Why redefining the default pytorch nn.Modules?

danieltan07 / learning-to-reweight-examples

PyTorch Implementation of the paper Learning to Reweight Examples for Robust Deep Learning

351 stars 61 forks source link

Why redefining the default pytorch nn.Modules? #2

Open ChengYuHsieh opened 6 years ago

ChengYuHsieh commented 6 years ago

Hi, thank you for providing a clean implementation of the paper. I am wondering if there's any reason to redefine the pytorch modules in model.py. I've seen several similar implementations on related topics like MAML, but still get quite confused. Is there any comments on it?

Thanks a lot!

danieltan07 commented 6 years ago

Hi @ChengYuHsieh , sorry for the late reply, I did not see this until now. The reason is because we need to compute for the gradients after the parameter updates and the original implementations of the layers doesn't really allow you to do that in a straightforward way. (I may be wrong but i think its because the original update will do something like this param.data = param.data - learning_rate * gradient, so its not going to compute the gradients after the update) . I found it easier to just define the weights as variables instead.

zhiqihuang commented 4 years ago

Hi, thanks for the explanation.

But, is there a way to bypass this problem? to incorporate the default nn.Modules?

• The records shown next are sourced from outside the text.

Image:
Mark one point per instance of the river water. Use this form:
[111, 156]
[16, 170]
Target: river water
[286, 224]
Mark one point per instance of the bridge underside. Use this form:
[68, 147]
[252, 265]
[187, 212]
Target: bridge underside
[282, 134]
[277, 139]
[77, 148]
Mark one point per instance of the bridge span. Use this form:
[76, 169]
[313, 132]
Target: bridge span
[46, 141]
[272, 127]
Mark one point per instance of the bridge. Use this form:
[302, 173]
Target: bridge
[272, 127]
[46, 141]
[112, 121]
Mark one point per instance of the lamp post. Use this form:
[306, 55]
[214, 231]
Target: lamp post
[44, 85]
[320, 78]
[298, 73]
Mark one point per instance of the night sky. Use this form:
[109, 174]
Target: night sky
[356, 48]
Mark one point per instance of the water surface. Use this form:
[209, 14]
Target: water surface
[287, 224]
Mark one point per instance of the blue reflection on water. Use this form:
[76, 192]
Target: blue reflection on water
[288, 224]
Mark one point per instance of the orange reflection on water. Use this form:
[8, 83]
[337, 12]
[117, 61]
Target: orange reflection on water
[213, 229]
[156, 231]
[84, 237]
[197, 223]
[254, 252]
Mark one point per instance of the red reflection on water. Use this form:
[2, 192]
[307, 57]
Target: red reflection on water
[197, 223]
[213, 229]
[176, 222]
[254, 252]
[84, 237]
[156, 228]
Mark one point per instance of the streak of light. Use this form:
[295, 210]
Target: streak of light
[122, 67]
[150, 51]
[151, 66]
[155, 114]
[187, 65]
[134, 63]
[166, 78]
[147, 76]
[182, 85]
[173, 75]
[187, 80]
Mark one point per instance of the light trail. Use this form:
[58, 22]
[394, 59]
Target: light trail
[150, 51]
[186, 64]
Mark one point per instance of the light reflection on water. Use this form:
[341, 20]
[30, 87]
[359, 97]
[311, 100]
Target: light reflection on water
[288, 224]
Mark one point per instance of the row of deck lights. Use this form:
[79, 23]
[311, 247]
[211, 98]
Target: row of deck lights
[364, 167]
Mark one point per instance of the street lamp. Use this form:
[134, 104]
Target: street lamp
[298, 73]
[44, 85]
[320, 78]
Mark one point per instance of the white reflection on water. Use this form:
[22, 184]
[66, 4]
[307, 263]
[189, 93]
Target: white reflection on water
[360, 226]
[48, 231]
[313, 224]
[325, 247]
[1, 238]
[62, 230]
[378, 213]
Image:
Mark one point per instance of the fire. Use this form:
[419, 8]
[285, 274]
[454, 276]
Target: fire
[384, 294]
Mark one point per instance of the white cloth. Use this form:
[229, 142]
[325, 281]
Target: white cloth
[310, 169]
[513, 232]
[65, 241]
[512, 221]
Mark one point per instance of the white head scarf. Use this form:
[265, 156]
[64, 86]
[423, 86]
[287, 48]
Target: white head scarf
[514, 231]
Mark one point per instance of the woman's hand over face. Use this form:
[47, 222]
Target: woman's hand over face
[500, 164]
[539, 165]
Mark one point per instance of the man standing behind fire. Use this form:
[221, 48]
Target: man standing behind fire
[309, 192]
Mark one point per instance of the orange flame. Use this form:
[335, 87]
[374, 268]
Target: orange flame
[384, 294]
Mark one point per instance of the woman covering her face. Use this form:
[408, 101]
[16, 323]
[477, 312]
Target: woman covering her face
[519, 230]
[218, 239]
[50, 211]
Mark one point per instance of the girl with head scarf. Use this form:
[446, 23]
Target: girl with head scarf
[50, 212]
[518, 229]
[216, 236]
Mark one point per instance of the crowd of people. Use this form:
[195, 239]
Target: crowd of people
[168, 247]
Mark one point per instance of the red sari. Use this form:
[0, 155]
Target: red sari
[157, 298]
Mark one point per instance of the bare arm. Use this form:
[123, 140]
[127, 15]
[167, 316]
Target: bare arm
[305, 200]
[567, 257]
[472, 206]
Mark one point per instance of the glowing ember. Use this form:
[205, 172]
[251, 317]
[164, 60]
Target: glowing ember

I think the problem is here grads = torch.autograd.grad(l_f_meta, (meta_net.params()), create_graph=True) If use the default nn.Modules, we have to call meta_net.parameters() or meta_net.name_parameters(), after computing the grads, the DCG is detached? causing the RuntimeError: One of the differentiated Tensors appears to not have been used in the graph. Set allow_unused=True if this is the desired behavior.